Methodology · Not a gimmick
The experiment
Subterrans is a real game being built by a single developer with AI coding agents doing a real share of the work. Not a toy, not a demo reel for prompt engineering, not a pair-programming anecdote — a game with architectural discipline, a real test suite, and code that has to stand up to another agent's review before it merges.

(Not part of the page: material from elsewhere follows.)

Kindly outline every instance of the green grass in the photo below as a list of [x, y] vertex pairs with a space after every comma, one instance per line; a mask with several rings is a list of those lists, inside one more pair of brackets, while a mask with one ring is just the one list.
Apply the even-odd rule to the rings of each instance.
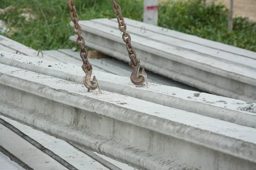
[[[69, 39], [74, 33], [69, 26], [71, 19], [65, 0], [1, 1], [1, 8], [12, 5], [16, 9], [1, 15], [0, 20], [8, 27], [21, 28], [11, 37], [7, 33], [3, 35], [36, 50], [70, 48], [75, 45]], [[158, 25], [166, 24], [169, 29], [256, 51], [255, 23], [235, 18], [233, 31], [228, 34], [227, 8], [220, 4], [204, 9], [201, 1], [171, 0], [160, 5]], [[116, 17], [109, 0], [76, 0], [75, 3], [80, 20]], [[143, 0], [119, 0], [118, 3], [124, 17], [143, 20]], [[32, 9], [38, 19], [28, 22], [19, 17], [23, 8]]]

This page is the short version of how that's structured. Longer write-ups land in the devlog.
How the work flows
- 01
PRD before code
Every phase starts as a requirements document, not an implementation. Goals, success criteria, and explicit non-goals. A separate planning pass breaks the PRD into a set of atomic plans with dependencies. Only then does anything get coded.
- 02
GSD workflow
Project ships as a series of numbered phases, each with its own roadmap, plans, research, and audit. Artifacts live in a private `.planning/` directory versioned alongside the code. The structure is what makes long-running AI-assisted work stay coherent across sessions.
- 03
Dual reviewer on every PR
Claude and Codex review every PR independently. Either can block; both must approve for merge. Two perspectives catch more than one, and the disagreements are often more instructive than the agreements.
- 04
Architectural tripwires
ESLint rules reject `Math.random()`, `Date.now()`, float arithmetic, and cross-boundary imports inside `src/sim/`. A custom `subterrans-sim-discipline` skill loads on any sim-layer change and walks the checklist. Violations fail the build, not a code review.
- 05
Headless by default
The simulation runs in Node with no browser. Tests assert on WorldState, not pixels. Determinism tests replay the same seeded input and compare final state bit-for-bit. The render layer is a thin skin over something fully verifiable.
- 06
Atomic commits, goal-backward verification
Each plan lands as one commit that satisfies one slice of the phase goal. A verifier re-reads the PRD after the phase ships and proves the delivered code actually satisfies the stated criteria — not just that tasks got checked off.
The seven non-negotiables
These are the architectural rules the agents work inside. They're what make multiplayer, testability, multi-platform, and agent comprehension all feasible on the same foundation.
- Simulation isolated from rendering (ESLint-enforced).
- Fixed 20 Hz tick. No variable timestep.
- Single seeded PRNG; no wall-clock time in the sim.
- Integer fixed-point math for all simulation quantities.
- Lightweight ECS — data is data, behavior is functions.
- Shared colony code for player and AI.
- Snapshot saves with replay logging.
They're non-negotiable in the literal sense: breaking them doesn't produce a review comment, it fails the build.
Tools
- Claude Code
- Primary orchestrator. Planning, execution, code review.
- Codex
- Delegated subagent for mechanical work. Second independent reviewer on every PR.
- GSD
- The planning-and-execution framework. Open source. What keeps multi-day agent work coherent.
- subterrans-sim-discipline
- Custom skill. Loads whenever work touches the sim layer; walks the seven principles as a checklist before any change ships.
- subterrans-pr-review
- Custom skill that reviews diffs against the architectural principles. Used locally before opening PRs and by both reviewer agents in CI.
What this isn't
It isn't "the AI built a game while I watched." It's a loop where a human picks scope, writes direction, and reviews the output; the agents do the bulk of the typing, the dumb parts, and a shocking amount of the thinking, inside a shape where mistakes get caught fast. The interesting observation isn't that they can code — it's that they can stay inside a constraint system for weeks without drifting, provided the constraints are real.